Vallahi sokak böyle işte.
ÇOK GÜLDÜM
Böyle kuyruklu yalan söylediğine göre
Sevimli bir politik fıkra; Yıldırım Tuna'dan
İstemediği halde jüri üyesi yapılan adam, bundan kurtulmak için mahkemede ayağa kalkıp “Sayın hâkim, jüri üyeliğimden affımı rica ediyorum” demiş.
“Neden ayrılmak istiyorsunuz?” diye sormuş hâkim.
Üye, “Birinden 500 dolar borç almıştım efendim, kendisi birkaç saat sonra şehrimizden ayrılıyor, hayli uzağa gidecek, dönmesi yıllar alabilir, o gitmeden bulup borcumu ödemeliyim, bu benim son ödeme şansım olabilir” diye cevaplamış.
Hakim “Siz ‘xxx' partisinden misiniz?” diye sorunca jüri üyesi “Evet ama nereden bildiniz” demiş. Hakim “Böyle kuyruklu yalan söyleyebildiğinize göre” diye lafı yapıştırıvermiş.
MERAK ETTİĞİM ŞEYLER
Suç değil tabii de Allahaşkına Panama'da ne işiniz var?
Bir ay kadar önce Panama belgeleri ortalığa saçıldığında Türkiye ile ilgili kayda değer bir bilgi yoktu.
Gerçi belgeleri sızdıran ve yayınlayanlar “Türkiye ile ilgili belgelere de sıra gelecek” demişlerdi zamanında ama fazla ses çıkmamıştı.
Üç gün önce yeni sızıntılar yayınlandı. Ve gördük ki bu belgelerde çok sayıda ünlü, etkili Türk ismi ve şirketi de var.
Gazetecilerden, medya patronlarına, müteahhitlerden siyasetçilere herkesin Panama'da parası olduğu ortaya çıktı.
Panama belgelerinde öyle isimler var ki ucu taaa saraya kadar gidiyor örneğin. Ya da Türkiye'nin en saygın isimlerine de rastlıyoruz.
Medya bu nedenle konuya biraz temkinli yanaşıyor.
Gazete haberlerine ve ekranlardaki yorumlara bakıyorum hepsi söze “Şunu bilmeliyiz ki Panama'da parası olmak demek yasadışı bir iş yapmış olmak anlamına gelmez” diye başlıyorlar.

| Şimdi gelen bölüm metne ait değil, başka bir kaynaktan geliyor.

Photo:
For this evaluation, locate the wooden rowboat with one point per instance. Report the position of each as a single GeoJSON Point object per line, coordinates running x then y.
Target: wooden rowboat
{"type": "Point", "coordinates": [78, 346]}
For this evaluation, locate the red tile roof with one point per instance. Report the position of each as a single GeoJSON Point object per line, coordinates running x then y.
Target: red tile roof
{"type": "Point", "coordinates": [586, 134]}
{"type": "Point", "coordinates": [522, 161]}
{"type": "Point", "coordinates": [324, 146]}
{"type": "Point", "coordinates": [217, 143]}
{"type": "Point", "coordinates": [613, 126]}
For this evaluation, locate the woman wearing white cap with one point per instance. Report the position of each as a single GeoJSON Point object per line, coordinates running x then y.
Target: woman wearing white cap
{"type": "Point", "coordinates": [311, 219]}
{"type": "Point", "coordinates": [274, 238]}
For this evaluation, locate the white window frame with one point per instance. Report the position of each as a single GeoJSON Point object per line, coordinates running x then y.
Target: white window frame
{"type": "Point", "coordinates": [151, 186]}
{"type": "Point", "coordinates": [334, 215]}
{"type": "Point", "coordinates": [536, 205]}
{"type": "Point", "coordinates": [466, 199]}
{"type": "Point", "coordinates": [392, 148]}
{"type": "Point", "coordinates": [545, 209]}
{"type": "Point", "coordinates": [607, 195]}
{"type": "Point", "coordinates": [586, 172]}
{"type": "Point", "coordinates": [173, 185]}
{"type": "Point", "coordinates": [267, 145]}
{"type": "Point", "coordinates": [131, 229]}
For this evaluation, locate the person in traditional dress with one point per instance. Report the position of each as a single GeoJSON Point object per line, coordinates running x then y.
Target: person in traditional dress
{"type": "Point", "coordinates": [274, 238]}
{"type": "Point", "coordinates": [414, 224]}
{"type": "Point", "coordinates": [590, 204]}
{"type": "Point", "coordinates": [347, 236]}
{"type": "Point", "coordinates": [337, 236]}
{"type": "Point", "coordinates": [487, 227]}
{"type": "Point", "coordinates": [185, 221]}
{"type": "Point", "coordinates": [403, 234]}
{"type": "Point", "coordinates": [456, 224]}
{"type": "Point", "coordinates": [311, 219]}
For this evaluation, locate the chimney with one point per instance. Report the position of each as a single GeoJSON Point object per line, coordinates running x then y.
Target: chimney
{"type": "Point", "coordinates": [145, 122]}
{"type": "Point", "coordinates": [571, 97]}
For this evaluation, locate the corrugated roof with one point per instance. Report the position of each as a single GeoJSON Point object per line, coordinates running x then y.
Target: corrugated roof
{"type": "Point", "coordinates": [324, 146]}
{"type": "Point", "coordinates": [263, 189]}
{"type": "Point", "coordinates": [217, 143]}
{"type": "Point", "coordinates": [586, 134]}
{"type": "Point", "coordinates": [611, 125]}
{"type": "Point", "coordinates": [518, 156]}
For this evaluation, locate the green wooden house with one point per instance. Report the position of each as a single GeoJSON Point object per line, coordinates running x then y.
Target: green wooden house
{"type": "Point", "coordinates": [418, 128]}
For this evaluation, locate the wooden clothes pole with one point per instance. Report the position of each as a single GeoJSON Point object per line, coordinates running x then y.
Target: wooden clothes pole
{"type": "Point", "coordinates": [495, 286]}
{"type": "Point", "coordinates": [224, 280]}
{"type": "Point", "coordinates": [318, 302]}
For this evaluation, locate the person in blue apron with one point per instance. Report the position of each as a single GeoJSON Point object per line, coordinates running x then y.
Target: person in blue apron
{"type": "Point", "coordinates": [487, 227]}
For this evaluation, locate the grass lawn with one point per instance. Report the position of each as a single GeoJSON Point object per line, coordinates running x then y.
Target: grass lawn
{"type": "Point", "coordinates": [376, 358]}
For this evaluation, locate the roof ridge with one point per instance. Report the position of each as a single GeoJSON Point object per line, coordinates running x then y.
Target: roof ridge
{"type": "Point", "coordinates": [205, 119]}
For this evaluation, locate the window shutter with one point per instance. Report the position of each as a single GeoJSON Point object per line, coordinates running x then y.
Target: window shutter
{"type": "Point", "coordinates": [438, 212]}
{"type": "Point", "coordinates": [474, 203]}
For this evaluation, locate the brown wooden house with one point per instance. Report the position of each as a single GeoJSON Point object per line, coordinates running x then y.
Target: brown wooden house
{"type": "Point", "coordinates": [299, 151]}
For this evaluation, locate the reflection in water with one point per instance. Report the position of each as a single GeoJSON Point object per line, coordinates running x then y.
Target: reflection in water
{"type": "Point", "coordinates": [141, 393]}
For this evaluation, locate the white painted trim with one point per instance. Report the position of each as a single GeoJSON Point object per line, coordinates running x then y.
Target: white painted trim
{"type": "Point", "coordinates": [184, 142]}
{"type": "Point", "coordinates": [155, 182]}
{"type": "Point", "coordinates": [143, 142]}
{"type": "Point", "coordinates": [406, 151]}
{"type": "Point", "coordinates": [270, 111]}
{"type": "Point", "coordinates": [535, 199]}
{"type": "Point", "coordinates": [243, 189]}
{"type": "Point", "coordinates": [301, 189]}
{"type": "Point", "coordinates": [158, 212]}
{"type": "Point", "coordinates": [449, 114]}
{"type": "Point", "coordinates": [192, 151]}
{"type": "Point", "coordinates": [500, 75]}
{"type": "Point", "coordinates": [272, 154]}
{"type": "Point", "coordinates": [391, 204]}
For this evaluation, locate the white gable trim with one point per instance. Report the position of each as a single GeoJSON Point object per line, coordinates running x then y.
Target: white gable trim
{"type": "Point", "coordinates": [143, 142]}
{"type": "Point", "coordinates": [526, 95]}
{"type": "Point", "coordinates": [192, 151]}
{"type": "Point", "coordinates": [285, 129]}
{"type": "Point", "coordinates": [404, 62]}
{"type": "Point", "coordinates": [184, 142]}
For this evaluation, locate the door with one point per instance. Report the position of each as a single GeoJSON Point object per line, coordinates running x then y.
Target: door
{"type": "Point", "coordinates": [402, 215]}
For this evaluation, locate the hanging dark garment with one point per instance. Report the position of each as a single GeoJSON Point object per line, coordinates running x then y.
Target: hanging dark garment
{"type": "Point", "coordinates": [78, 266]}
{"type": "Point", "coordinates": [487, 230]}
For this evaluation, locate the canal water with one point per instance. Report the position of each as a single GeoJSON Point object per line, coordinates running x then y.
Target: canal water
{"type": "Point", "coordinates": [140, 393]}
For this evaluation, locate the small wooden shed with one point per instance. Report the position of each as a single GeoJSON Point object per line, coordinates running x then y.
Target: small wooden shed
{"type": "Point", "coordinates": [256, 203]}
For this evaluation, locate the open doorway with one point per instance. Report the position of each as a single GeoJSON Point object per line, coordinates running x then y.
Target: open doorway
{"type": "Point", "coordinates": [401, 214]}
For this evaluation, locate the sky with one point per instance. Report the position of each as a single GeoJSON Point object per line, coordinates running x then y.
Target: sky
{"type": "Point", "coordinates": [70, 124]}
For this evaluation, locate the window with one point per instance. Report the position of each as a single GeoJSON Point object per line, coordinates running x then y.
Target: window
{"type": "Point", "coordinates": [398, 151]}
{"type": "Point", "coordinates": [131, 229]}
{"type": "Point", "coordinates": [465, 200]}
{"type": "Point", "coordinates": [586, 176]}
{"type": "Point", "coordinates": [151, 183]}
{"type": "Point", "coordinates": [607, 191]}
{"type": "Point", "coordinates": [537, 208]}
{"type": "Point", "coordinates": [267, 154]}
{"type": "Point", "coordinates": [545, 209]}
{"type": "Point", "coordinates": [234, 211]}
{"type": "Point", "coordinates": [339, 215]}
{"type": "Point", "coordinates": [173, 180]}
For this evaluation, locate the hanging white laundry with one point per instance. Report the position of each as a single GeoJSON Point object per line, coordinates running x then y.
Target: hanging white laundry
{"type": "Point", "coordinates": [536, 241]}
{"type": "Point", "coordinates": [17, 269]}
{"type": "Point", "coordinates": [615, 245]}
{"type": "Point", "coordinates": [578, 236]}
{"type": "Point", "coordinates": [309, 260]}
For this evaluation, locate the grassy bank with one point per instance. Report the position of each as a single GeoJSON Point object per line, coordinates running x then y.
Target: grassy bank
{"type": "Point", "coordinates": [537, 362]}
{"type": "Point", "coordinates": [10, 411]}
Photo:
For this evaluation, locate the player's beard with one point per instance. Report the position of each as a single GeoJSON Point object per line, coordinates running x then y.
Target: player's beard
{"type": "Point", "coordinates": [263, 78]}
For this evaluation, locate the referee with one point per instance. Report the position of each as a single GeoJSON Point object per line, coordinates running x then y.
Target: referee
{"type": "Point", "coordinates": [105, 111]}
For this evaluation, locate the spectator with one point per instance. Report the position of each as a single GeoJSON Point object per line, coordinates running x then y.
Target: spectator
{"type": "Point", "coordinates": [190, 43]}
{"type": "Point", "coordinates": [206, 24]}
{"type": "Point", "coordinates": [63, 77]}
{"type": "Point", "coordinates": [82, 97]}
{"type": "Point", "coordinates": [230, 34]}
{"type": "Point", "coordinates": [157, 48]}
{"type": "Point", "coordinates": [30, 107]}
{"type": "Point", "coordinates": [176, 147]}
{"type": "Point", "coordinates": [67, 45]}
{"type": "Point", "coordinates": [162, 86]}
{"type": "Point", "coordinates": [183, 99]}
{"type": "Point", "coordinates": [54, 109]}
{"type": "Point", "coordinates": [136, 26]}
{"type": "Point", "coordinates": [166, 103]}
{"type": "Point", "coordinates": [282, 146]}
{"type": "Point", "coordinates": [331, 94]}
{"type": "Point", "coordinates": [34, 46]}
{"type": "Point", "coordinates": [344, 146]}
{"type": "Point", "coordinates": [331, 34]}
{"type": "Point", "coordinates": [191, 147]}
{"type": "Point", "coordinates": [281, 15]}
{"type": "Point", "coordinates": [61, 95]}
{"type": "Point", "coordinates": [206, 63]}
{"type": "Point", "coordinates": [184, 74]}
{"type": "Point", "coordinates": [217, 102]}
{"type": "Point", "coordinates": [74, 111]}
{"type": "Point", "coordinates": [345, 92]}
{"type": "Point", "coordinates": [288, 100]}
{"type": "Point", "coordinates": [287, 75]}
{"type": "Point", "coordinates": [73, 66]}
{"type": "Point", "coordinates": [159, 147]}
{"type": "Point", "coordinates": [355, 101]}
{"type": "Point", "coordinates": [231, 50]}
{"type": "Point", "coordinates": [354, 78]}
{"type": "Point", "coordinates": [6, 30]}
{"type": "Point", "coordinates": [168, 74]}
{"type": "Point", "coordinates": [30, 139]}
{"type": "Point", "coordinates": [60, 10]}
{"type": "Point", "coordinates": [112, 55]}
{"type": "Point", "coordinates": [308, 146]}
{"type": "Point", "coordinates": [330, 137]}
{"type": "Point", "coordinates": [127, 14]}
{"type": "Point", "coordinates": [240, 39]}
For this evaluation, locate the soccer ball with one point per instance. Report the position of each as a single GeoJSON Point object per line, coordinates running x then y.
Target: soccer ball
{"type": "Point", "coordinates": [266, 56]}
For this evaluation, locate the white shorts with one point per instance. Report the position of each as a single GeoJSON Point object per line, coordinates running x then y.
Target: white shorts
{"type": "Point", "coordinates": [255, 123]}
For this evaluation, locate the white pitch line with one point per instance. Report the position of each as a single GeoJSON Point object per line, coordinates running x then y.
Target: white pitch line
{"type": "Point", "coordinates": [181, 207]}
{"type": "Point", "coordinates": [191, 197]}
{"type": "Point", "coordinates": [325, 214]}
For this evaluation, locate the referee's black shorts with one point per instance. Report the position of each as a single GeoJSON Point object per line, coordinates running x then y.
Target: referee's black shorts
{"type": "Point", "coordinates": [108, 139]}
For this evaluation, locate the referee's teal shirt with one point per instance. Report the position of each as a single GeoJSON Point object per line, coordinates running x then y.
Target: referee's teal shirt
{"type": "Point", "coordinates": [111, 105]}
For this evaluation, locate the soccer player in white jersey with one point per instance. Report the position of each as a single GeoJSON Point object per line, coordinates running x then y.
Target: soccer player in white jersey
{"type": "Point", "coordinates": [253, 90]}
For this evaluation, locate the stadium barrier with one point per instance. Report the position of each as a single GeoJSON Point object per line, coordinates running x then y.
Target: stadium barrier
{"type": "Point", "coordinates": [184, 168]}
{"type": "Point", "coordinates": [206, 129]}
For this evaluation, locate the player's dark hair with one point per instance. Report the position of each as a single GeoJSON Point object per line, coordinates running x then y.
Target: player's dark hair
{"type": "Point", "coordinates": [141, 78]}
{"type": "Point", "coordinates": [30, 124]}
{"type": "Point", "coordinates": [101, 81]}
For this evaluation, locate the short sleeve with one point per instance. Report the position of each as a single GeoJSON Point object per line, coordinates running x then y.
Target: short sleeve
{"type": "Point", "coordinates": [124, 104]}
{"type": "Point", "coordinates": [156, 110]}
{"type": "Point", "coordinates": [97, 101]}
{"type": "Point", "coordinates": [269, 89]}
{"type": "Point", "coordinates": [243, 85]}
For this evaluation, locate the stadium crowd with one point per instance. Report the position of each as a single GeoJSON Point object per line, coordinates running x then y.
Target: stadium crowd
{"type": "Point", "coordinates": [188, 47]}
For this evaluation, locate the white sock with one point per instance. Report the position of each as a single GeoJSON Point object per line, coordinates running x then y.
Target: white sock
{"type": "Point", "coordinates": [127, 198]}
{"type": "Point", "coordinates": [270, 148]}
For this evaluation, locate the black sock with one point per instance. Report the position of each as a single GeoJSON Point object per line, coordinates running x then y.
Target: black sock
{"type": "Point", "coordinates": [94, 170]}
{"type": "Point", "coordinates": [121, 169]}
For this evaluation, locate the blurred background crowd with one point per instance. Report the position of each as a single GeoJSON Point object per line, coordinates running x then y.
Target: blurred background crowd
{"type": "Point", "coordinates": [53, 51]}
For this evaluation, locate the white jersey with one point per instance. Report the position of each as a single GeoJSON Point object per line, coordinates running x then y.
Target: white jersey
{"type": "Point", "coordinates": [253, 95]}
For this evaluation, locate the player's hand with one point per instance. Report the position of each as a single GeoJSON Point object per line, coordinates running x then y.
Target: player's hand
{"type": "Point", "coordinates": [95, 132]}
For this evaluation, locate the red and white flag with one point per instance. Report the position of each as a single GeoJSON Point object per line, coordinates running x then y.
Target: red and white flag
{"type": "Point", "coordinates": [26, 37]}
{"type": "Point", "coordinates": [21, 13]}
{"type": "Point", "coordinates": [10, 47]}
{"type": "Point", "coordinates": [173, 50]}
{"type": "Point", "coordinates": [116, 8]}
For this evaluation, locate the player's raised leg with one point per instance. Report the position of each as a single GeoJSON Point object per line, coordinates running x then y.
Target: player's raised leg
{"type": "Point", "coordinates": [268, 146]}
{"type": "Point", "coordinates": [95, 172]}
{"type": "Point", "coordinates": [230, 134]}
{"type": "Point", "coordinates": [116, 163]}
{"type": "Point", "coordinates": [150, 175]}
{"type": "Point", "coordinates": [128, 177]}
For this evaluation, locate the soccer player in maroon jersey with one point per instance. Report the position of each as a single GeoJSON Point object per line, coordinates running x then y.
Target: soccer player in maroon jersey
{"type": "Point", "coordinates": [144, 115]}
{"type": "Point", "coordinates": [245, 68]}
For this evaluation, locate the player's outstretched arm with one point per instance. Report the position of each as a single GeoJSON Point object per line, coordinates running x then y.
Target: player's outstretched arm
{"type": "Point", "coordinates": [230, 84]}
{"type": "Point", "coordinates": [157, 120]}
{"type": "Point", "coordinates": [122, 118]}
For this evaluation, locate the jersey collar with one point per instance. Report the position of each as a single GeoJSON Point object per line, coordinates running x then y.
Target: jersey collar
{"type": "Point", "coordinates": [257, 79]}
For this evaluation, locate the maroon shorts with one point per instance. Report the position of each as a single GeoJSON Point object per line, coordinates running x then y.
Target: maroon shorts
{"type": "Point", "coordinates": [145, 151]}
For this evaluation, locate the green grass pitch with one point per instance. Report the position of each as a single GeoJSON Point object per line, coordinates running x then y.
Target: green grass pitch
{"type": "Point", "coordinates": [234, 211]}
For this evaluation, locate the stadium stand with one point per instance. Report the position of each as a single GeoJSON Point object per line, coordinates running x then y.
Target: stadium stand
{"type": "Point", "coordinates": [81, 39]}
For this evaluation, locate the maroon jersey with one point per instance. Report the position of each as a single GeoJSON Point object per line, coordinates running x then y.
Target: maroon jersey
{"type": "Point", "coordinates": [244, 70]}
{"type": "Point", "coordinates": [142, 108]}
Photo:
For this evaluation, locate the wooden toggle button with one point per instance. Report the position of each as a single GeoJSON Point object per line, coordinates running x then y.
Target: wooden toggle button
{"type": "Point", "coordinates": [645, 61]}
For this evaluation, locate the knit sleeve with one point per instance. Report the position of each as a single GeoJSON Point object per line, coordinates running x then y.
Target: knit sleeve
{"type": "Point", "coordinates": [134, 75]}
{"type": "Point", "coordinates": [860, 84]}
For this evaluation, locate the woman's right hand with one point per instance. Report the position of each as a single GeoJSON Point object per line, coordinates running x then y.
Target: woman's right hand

Tabii ki doğru bu söz, ama adı geçenlere de sormak isterim “Allahaşkınıza, çoğunuz bu ülkenin önemli isimlerisiniz, servetleriniz dünyalar kadar, Panama'da ne işiniz var?”
Panama hesapta normal bir ülke ama özellikle kayıt dışı paraların ve kazançların vergi cenneti bir ülke.
Yani siz ananızın ak sütü gibi helal bir parayı bile Panama'ya gönderseniz herkesin aklına “bu da mı?” sorusu takılır ister istemez.
Panama belgelerinde adı geçenlerin bir bölümü muhtemelen şimdi “Hay aksi, keşke üç kuruş vergi eksiği için bunları yapmasaydım” diye hayıflanıyordur.